Shoving the coffee into his hand, she leaned over with both her hands on her thighs, her breath harsh. Alexei wanted to pick her up, cuddle her close, tell her she was safe. Nothing was going to get through him. But that type of touch was something she’d have to initiate—he’d pulled her into his lap in the middle of the night, but only after she’d told him contact helped her fight the psychic attack.

She wasn’t under attack today, hadn’t asked for skin privileges.

And he had no fucking idea what her captor had done to her, what she could bear. All he could do was provoke her anger until she forgot to be scared and became a growling lioness again.

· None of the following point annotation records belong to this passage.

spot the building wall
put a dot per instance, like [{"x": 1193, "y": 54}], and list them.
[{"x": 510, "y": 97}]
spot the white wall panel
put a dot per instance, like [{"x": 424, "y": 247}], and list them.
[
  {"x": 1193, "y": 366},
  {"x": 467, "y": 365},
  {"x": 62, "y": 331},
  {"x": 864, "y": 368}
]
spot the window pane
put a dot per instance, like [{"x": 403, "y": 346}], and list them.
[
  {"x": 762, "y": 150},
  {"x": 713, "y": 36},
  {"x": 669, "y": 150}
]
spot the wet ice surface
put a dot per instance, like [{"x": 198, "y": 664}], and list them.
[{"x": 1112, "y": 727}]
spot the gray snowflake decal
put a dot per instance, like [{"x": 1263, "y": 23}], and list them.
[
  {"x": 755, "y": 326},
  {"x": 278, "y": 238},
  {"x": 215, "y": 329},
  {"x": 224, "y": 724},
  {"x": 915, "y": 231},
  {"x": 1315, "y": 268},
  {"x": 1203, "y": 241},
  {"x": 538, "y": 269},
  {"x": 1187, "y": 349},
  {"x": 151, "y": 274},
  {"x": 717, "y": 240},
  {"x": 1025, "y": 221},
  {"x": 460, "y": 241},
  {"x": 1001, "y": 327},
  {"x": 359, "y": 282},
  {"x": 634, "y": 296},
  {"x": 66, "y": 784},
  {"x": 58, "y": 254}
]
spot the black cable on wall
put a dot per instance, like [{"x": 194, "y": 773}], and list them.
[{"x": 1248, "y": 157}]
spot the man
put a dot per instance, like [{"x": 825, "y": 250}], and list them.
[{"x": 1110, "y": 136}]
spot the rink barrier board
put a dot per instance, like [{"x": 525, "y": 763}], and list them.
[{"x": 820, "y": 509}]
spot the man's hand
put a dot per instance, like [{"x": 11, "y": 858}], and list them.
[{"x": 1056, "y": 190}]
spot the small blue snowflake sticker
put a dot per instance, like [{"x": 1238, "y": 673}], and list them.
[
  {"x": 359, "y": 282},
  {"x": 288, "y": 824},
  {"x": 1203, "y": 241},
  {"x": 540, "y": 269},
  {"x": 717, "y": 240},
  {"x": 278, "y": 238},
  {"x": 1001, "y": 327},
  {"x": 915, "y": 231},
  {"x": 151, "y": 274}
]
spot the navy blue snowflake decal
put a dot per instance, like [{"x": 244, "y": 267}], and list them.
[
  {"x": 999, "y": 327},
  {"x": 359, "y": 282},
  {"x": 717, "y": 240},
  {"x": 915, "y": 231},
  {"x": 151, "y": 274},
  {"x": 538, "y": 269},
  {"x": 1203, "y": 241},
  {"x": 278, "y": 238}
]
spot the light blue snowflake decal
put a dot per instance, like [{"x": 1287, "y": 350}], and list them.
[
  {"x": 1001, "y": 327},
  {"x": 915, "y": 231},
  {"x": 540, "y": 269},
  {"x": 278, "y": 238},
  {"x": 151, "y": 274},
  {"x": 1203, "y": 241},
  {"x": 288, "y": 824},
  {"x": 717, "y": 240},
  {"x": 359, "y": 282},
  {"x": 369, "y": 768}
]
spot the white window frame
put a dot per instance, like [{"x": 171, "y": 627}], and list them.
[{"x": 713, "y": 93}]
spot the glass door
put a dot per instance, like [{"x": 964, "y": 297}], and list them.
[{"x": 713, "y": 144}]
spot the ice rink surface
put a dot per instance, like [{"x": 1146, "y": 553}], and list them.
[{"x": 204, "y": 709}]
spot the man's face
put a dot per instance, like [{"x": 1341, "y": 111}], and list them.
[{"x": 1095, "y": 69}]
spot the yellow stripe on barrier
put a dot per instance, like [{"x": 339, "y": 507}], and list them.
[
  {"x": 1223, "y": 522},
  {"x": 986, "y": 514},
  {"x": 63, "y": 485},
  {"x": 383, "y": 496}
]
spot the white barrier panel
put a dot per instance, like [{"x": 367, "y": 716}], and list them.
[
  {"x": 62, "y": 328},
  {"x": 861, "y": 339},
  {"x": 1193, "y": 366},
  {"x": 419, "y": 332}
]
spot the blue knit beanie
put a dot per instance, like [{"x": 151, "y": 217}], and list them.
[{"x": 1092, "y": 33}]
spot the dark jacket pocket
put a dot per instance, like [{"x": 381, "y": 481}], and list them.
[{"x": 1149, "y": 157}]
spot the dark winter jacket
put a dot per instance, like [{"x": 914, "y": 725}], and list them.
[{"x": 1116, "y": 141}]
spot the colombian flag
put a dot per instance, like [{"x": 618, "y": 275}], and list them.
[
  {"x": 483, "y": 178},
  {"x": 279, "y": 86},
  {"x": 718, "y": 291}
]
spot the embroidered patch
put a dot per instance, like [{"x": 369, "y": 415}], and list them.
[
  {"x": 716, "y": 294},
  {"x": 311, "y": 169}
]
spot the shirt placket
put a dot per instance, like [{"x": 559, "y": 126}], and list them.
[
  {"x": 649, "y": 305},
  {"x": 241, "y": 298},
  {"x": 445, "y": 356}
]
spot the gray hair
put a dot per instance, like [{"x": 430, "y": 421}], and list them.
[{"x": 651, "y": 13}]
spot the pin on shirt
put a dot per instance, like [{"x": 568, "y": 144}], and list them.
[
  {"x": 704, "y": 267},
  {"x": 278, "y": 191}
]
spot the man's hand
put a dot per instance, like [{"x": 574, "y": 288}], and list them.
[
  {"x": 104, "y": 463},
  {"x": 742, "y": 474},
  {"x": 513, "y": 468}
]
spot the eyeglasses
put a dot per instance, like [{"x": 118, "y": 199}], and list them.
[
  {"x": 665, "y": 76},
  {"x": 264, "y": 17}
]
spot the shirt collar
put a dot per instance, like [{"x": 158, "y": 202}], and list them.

It took her long minutes to rise back up to her full height. “He was in the closet.”

“Hell.” That was a child’s nightmare come to life. No fucking wonder Memory had nearly lost it while telling the story.

“My mother went to scream but he was too fast and he had his hand over her mouth before she could make a sound.” Leaning back against the closed substation door, Memory took a deep breath, released it with slow deliberation. “He does this thing with his mind—he stalks his victims on the PsyNet and learns their mental habits, so when he attacks them, he can trap their minds at the same time.”